Казалось, глаза портрета следят за художником. Кожа девушки на холсте лоснилась в холодном утреннем свете, а угли в остывающем очаге лишь усиливали впечатление.
«Годы идут, знания растут, и ты получаешься у меня все прекраснее».
И все же работа была пока не готова.
За спиной у художника отворилась дверь. Стон петель напомнил о прочих обязанностях, более срочных заказах. Маэстро раздраженно стиснул кисть – в который раз его отвлекают от созерцания этой улыбки!
Мягкий виноватый тон подмастерья слегка сгладил подпорченное настроение.
– Маэстро Леонардо, – обратился к учителю Франческо, – я подготовил все, что вы просили, в дворцовой библиотеке.
Леонардо со вздохом отложил кисть и снова отвернулся от Лизы.
– Grazie [5], Франческо.
Он направился к висевшему у двери подбитому мехом плащу. Взгляд Франческо упал на полуосвежеванную голову. Глаза юноши расширились, лицо побледнело, и все же он воздержался от замечаний.
– Брось пялиться, Франческо. Пора бы перестать пугаться таких вещей. – Накинув плащ, Леонардо подошел к двери. – Хочешь быть художником, ищи любых знаний. Всюду, где только можно.
Франческо кивнул и последовал за учителем.
Вдвоем они спустились по каменным ступеням и вышли во внутренний двор Бельведерского дворца. Схваченная инеем, лужайка побелела; пахло дымом. В обе стороны вдоль крыльев здания тянулись строительные леса. Ощущение грядущих перемен будоражило, распаляло в груди огонь надежды.
Наконец, когда нос уже горел от холода, Леонардо с Франческо достигли папского дворца. Капеллу в нем, кстати, недавно расписал проклятый Микеланджело.

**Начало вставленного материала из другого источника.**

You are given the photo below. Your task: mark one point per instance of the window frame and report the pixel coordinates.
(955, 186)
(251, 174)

От раздражения Леонардо даже забыл о холоде. В прошлом году он, вооружившись фонарем, прокрался в капеллу далеко за полночь. Оказывать Микеланджело честь, признавая его работу? Вот еще! Леонардо изучил ее втайне. Он помнил, как восхищенно оглядывал потолок, подмечая новаторское использование законов перспективы на таком обширном полотне. Даже взял на заметку некоторые приемы.
Злой на молодого художника, Леонардо вспомнил, как сам недавно упрекнул Франческо: «Ищи любых знаний. Всюду, где только можно». Впрочем, это не значит, что источник заслуживает признания.

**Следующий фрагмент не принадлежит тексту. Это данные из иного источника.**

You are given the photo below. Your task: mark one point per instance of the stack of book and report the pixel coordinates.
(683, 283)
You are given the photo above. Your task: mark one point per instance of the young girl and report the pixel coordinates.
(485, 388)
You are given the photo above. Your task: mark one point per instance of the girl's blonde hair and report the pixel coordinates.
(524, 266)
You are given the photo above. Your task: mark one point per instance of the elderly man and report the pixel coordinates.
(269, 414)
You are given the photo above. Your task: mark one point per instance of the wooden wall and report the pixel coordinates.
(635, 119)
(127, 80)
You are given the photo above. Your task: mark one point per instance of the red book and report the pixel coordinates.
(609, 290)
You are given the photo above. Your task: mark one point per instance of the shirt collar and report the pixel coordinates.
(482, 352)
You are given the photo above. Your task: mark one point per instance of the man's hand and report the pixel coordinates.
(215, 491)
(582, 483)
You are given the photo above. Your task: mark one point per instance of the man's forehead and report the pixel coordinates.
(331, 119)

Все еще сердясь, Леонардо поднялся по ступеням, кивнул гвардейцам и вошел во дворец.
Франческо, видимо, уловил его раздражение и потому предпочитал идти впереди, ведя учителя к библиотеке. Он трудился там всю ночь, облазил пыльные полки и шкафы в поисках материалов, нужных Леонардо для очередного заказа.
Время стремительно уходило.
Через три дня Леонардо вместе с папой Львом X отбывал на север в Болонью, на встречу с французским королем Франциском I, который недавно захватил Милан. Решать предстояло дела государственной важности, однако король повелел Леонардо присутствовать. Странное требование сопровождалось письмом.

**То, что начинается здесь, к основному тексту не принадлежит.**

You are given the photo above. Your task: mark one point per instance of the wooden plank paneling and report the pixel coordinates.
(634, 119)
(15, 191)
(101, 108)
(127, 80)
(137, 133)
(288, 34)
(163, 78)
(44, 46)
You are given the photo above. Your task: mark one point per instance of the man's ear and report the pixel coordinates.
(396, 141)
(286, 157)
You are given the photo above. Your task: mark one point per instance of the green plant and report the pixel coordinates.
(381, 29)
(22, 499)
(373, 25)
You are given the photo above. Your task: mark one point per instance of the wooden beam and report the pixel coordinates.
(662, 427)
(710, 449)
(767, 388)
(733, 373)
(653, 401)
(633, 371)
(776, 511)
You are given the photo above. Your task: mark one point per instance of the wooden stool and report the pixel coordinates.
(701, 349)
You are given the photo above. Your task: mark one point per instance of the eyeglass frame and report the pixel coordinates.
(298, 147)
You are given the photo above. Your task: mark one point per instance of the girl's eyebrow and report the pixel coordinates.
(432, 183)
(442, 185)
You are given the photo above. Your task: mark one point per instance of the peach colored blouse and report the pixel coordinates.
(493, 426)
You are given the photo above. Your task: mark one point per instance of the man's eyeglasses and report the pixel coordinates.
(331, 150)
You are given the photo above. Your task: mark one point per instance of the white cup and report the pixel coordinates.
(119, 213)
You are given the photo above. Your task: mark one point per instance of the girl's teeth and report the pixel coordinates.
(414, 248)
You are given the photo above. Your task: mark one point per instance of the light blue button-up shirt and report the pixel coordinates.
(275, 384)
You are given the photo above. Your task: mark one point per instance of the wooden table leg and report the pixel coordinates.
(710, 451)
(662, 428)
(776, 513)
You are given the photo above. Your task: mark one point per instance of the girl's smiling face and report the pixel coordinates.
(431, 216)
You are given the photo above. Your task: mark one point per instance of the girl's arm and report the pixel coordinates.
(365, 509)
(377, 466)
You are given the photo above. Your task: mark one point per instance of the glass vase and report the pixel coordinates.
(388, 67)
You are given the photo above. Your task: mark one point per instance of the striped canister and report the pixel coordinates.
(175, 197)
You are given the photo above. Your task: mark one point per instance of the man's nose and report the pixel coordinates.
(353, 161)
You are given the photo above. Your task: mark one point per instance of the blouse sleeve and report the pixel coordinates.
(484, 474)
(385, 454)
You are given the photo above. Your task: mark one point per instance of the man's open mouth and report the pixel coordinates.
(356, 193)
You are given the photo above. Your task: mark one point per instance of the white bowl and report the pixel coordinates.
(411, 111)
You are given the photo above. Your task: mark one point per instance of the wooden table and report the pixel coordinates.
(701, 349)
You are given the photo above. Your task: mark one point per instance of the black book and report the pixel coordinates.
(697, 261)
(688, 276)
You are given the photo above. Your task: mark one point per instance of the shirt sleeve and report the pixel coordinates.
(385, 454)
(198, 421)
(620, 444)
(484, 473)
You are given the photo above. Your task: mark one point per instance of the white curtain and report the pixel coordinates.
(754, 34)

Король, знавший о талантах Леонардо, намеревался заказать нечто великое в ознаменование победы Франции. Суть он изложил в подробностях: нужен золотой механический лев, который не просто ходил бы сам по себе, но чтобы у него раскрывалась грудь, обнажая скрытый внутри букет лилий, символ Франции.
Франческо, всюду сопровождавший Леонардо, словно прочитал мысли учителя:
– Думаете, вам под силу измыслить этакую золотую махину?
Леонардо взглянул на юношу.
– Уж не сомнение ли я слышу в твоем голосе, Франческо? Ты ставишь под вопрос мою искусность?
Юноша запнулся, залившись краской.
– Не… нет, конечно же, учитель.
Леонардо улыбнулся.
– Вот и славно, ведь мне хватает собственных сомнений. На одной самонадеянности многого не создашь. Великие работы слагаются из божественного дарования и смертной скромности.
– Скромности? – Франческо заломил бровь. – Вы о себе?
Леонардо хихикнул. А мальчишка-то хорошо его познал.
– Заносчивость хорошо показывать толпе, чтобы убедить мир, как ты уверен во всяком своем предприятии.
– А самому себе?
– Скромность нужна, чтобы измерить пределы своих сил, понять, когда пора расширить горизонты знаний. – Леонардо вспомнил, как упоенно разглядывал потолок капеллы и чему научила его работа Микеланджело. – Это исток подлинного гения. Человек, вооруженный достаточным знанием и изобретательностью, свернет горы.
Намереваясь доказать это утверждение, он поспешил в библиотеку.
«Хоть бы все было не зря». Франческо придержал наставнику дверь и проследовал за ним в папскую библиотеку. Про себя он молился, чтобы его труды не разочаровали этого великого человека.